LC after SBRT is achieved in 60 to 100% of the cases,8,16 and OS varies from 24 to 50 months.3,8 When focusing on studies including only BC patients13–18 LC varies from 73% to 100%.13,16 OS median ranges from 28 to 50 months and it was not reached in one of the studies.13 PFS varies from 38 to 81%14–18 and 2-year PFS from 17,3 to 65%.3,16

A single study included exclusively bone lesions (47% spine metastases) in BC patients.16 This prospective study reports up to 100% LC rates and a 2-year PFS of 65% of bone metastases treated with radiosurgery (20Gy in 1 fraction).

Milano M et al. demonstrated a better LC (100% vs. 73%), OS (not reached vs 38 months; p = 0.002) and PFS (75% vs 42%) after the treatment of extracranial bone lesions compared to those not involving the skeleton (adrenal gland, liver, lung or lymph nodes).13 Other authors also report differences in terms of LC depending on the target.3

Palma et al. reported an improvement in LC (46% vs 63%; p < 0.05) and OS (28% vs 50%; p < 0.05) after SBRT to all metastatic sites compared to CPR standard-of-care in oligometastatic patients. No increase in toxicity was observed after SBRT.3 In this context, Sprave and colleagues showed no detriment in the quality of life (assessed through QOL-BM22, QLQ FA13 and QSC-R10) following SBRT compared to CPR in vertebral metastatic lesions.19 Grade 3 or higher toxicity reported in the articles reviewed ranges from 0% to 9%.

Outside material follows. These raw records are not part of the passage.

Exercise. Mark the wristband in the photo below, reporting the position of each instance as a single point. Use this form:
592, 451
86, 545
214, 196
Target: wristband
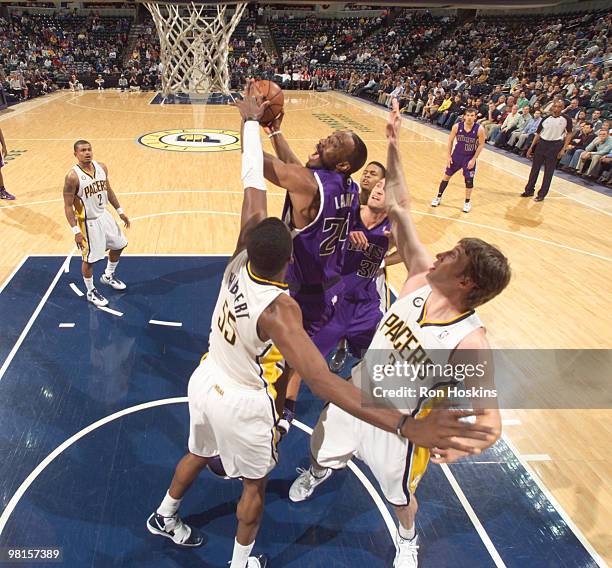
402, 421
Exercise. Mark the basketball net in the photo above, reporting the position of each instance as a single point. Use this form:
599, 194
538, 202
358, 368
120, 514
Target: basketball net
194, 42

In patients with spinal instability, cord compression, or neurologic deficits, the standard of care is surgery followed by radiation therapy. Some authors report excellent results with the use of SBRT in patients who have undergone surgical intervention for spine metastases.20,21 Separation surgery, as our case, refers to providing sufficient surgical circumferential decompression of the spinal cord to create at least 1–2 mm of space between the spinal cord and disease to optimize the SBRT dose distribution.

Separation surgery for the treatment of spinal cord compression is especially useful when reirradiation is required since it facilitates a dosimetric advantage, achieving higher doses and presumably a better local control.22,23

SBRT in oligometastatic patients shows favorable results. In our patient, after radical surgical treatment and salvage SBRT, a complete response was achieved. After more than two years of follow-up the patient remains with neither local nor distant recurrence. Not only does SBRT benefit local control but it also delays the initiation of a new systemic treatment.

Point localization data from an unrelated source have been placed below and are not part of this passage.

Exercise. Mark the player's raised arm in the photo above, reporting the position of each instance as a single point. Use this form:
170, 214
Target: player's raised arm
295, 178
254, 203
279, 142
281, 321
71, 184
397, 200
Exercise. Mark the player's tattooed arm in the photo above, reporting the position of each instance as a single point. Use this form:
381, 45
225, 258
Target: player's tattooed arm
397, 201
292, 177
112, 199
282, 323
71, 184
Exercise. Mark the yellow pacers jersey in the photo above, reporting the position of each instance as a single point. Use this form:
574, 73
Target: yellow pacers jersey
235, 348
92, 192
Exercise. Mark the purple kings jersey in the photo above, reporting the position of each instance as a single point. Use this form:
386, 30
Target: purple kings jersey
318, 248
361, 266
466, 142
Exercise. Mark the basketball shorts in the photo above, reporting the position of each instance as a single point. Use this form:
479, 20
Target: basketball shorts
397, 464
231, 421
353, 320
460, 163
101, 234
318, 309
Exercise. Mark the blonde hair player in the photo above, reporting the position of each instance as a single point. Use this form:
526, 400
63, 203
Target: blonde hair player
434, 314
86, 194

Finally, we have to consider that the studies reviewed show heterogeneity both in the target location and treatment site (lung, liver, bone…). Owing to the limitations mentioned above, few robust conclusions can be drawn to the date. There are currently several ongoing clinical trials, such as NRG BR002 (NCT02364557), AVATAR (ACTRN12620001212943)24 or STEREO-OS (NCT03143322),25 that will provide more data in relation to the SBRT in oligometastatic BC patients.

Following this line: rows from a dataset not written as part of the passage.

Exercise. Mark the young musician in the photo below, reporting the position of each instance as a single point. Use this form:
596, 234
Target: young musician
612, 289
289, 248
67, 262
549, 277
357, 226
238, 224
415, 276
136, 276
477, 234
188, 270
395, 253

Patients with oligometastatic or oligoprogressive breast cancer are candidates for radical treatment modalities. SBRT has demonstrated promising LC, PFS and OS in these patients with an acceptable toxicity. In this context, there are currently ongoing phase III studies in order to provide stronger evidence.

The authors received no financial support for the research, authorship and publication of this article.

The authors have complied with the ethical relevant standards for publication.

The authors declare no conflict of interest.